Forecasting your company's revenue next year, based on many performance metrics: This is a regression task (i.e. predicting values) that may be tackled using any regression model, such as a Linear Regression or Polynomial Regression model, a regression SVM, a regression Random Forest, or an artificial neural network. If you want to take into account sequences of past performance metrics, you may want to use RNNs, CNNs or Transformers

Making you app react to voice commands: This is speech recognition, which requires processing audio samples: since they are long and complex sequences, they are typically processed using RNNs, CNNs, or Transformers

Detecting credit card fraud: This is anomaly detection

Segmenting clients based on their purchases so that you can design a different marketing strategy for each segment: This is clustering

Representing a complex, high-dimensional dataset in a clear and insightful diagram: This is data visualization, often involving dimensionality reduction techniques

Recommending a product that a client may be interested in, based on past purchases: This is recommender system. One approach is to feed past purchases (and other information about the client) to an artificial neural network, and get it to output the most likely next purchase. This neural new would typically be trained on past sequences of purchases across all clients

Building an intelligent bot for a game: This is often tackled using Reinforcement Learning (RL), which is a branch of Machine Learning that trains agents (such as bots) to pick the actions that will maximize their rewards over time (e.g. a bot may get a reward every time the player loses some life points), within a given environment (such as the game). The famous AlphaGo program that beat the world champion at the game of Go was built using RL

# 1.4 Types of machine learning systems

**Criteria**:
- Whether or not they are trained with human supervision (supervised, unsupervised, semisupervised, and Reinforcement Learning)
- Whether or not they can learn incrementally on the fly (online versus batch learning)
- Whether they works by simply comparing new data points to known data points, or instead by detecting patterns in the training data and building a predictive model, much like scientists do (instance-based versus model-based learning)

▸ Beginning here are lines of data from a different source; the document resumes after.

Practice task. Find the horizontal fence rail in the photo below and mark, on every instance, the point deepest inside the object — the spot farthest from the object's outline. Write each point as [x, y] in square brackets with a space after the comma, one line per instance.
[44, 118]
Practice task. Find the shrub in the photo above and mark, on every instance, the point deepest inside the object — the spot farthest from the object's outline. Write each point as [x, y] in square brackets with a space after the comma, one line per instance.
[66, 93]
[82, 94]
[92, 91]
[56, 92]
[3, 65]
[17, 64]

## 1.4.1 Supervised/Unsupervised learning

**Supervised learning**

In supervised learning, the training set you feed to the algorithm includes the desired solutions, called labels

Classification and regression

Examples: k-Nearest Neighbors, Linear Regression, Logistic Regression, Support Vector Machines (SVMs), Decision Trees and Random Forests, Neural networks

**Unsupervised learning**

In unsupervised learning, the training data is unlabeled. The system tries to learn without a teacher

Clustering: k-Means, DBSCAN, Hierarchical Cluster Analysis (HCA)

Anomaly detection and novelty detection: One-class SVM, Isolation Forest

Visualization and dimensionality reduction: Principal Component Analysis (PCA), Kernal PCA, Locally Linear Embedding (LLE), t-Distributed Stochastic Neighbor Embedding (t-SNE)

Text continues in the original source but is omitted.